Author:
Prakoura Niki,Kavvadas Panagiotis,Chadjichristos Christos E.
Abstract
Chronic kidney disease is an incurable to date pathology with a continuously growing incidence that contributes to the increase of the number of deaths worldwide. With currently no efficient prognostic or therapeutic options being available, the only possibility for treatment of end-stage renal disease is renal replacement therapy through dialysis or transplantation. Understanding the molecular mechanisms participating in the progression of renal diseases and uncovering the pathways implicated will permit the identification of novel and more efficient targets of therapy.
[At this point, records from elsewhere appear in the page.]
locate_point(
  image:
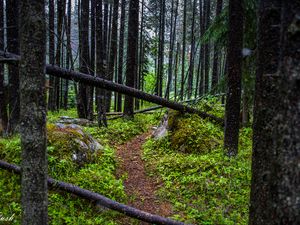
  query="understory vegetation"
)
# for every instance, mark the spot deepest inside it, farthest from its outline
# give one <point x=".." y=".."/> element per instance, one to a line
<point x="203" y="184"/>
<point x="98" y="176"/>
<point x="200" y="182"/>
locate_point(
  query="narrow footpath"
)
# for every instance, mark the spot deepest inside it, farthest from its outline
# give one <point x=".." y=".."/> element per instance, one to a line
<point x="139" y="187"/>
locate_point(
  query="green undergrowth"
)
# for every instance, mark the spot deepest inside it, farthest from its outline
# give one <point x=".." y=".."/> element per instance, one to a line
<point x="200" y="181"/>
<point x="121" y="130"/>
<point x="98" y="175"/>
<point x="64" y="208"/>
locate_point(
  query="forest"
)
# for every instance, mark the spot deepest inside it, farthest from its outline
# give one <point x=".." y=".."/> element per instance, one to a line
<point x="171" y="112"/>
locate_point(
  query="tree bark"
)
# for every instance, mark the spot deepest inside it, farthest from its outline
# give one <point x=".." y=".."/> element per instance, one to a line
<point x="206" y="55"/>
<point x="132" y="46"/>
<point x="84" y="59"/>
<point x="101" y="109"/>
<point x="3" y="103"/>
<point x="233" y="100"/>
<point x="51" y="50"/>
<point x="12" y="17"/>
<point x="113" y="49"/>
<point x="161" y="44"/>
<point x="192" y="54"/>
<point x="33" y="112"/>
<point x="100" y="199"/>
<point x="275" y="176"/>
<point x="285" y="167"/>
<point x="121" y="53"/>
<point x="215" y="77"/>
<point x="108" y="85"/>
<point x="183" y="51"/>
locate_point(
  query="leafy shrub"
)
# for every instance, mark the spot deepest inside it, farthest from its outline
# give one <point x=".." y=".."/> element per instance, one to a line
<point x="206" y="188"/>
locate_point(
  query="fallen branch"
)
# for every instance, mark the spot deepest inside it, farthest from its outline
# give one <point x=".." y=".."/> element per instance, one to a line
<point x="106" y="202"/>
<point x="109" y="85"/>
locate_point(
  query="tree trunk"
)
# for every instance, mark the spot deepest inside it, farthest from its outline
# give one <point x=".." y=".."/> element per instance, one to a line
<point x="121" y="52"/>
<point x="132" y="45"/>
<point x="172" y="43"/>
<point x="33" y="112"/>
<point x="69" y="57"/>
<point x="215" y="80"/>
<point x="275" y="176"/>
<point x="12" y="15"/>
<point x="90" y="105"/>
<point x="206" y="47"/>
<point x="202" y="6"/>
<point x="160" y="69"/>
<point x="101" y="109"/>
<point x="84" y="59"/>
<point x="60" y="17"/>
<point x="285" y="181"/>
<point x="51" y="96"/>
<point x="183" y="51"/>
<point x="176" y="71"/>
<point x="113" y="49"/>
<point x="3" y="103"/>
<point x="140" y="79"/>
<point x="192" y="54"/>
<point x="233" y="100"/>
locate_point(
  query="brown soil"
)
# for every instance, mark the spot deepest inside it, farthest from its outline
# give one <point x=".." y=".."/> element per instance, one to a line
<point x="139" y="186"/>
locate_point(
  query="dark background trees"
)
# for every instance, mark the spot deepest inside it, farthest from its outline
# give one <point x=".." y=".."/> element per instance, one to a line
<point x="175" y="49"/>
<point x="33" y="112"/>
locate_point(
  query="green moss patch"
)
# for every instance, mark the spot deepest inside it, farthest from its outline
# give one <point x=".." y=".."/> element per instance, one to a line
<point x="203" y="184"/>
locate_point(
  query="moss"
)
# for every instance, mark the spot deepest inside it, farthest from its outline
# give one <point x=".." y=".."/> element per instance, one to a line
<point x="203" y="185"/>
<point x="98" y="175"/>
<point x="191" y="134"/>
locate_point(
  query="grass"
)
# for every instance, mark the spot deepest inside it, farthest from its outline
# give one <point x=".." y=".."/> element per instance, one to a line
<point x="98" y="176"/>
<point x="200" y="181"/>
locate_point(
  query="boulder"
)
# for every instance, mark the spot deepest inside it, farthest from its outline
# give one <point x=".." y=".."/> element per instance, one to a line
<point x="78" y="121"/>
<point x="71" y="141"/>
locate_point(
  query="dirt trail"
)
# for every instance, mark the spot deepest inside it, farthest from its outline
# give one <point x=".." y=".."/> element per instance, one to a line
<point x="138" y="186"/>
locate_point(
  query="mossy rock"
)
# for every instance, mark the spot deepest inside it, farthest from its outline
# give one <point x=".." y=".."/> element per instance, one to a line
<point x="192" y="134"/>
<point x="71" y="142"/>
<point x="173" y="118"/>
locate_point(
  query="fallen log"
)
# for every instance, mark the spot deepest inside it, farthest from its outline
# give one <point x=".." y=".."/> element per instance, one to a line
<point x="109" y="85"/>
<point x="99" y="199"/>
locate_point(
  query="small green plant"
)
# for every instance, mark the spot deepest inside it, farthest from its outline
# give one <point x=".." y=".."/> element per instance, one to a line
<point x="203" y="184"/>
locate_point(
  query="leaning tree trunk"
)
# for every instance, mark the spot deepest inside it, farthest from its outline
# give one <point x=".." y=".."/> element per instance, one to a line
<point x="12" y="15"/>
<point x="33" y="112"/>
<point x="132" y="45"/>
<point x="233" y="100"/>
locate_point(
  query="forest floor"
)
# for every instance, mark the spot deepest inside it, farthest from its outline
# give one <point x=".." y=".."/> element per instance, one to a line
<point x="140" y="187"/>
Connexin43 was recently identified as a novel player in the development of chronic kidney disease. It was found de novo expressed and/or differentially localized in various renal cell populations during progression of renal disease, indicating an abnormal connexin signaling, both in patients and animal models. Subsequent in vivo studies demonstrated that connexin43 is involved in mediating inflammatory and fibrotic processes contributing to renal damage. Genetic, pharmaco-genetic or peptide-based inhibition of connexin43 in animal models and cell culture systems was successful in preventing the progression of the pathology and preserving the cell phenotypes. This review will summarize the recent advances on connexin43 in the field of kidney diseases and discuss the potential of future connexin43-based therapies against chronic kidney disease.
Cited by
36 articles.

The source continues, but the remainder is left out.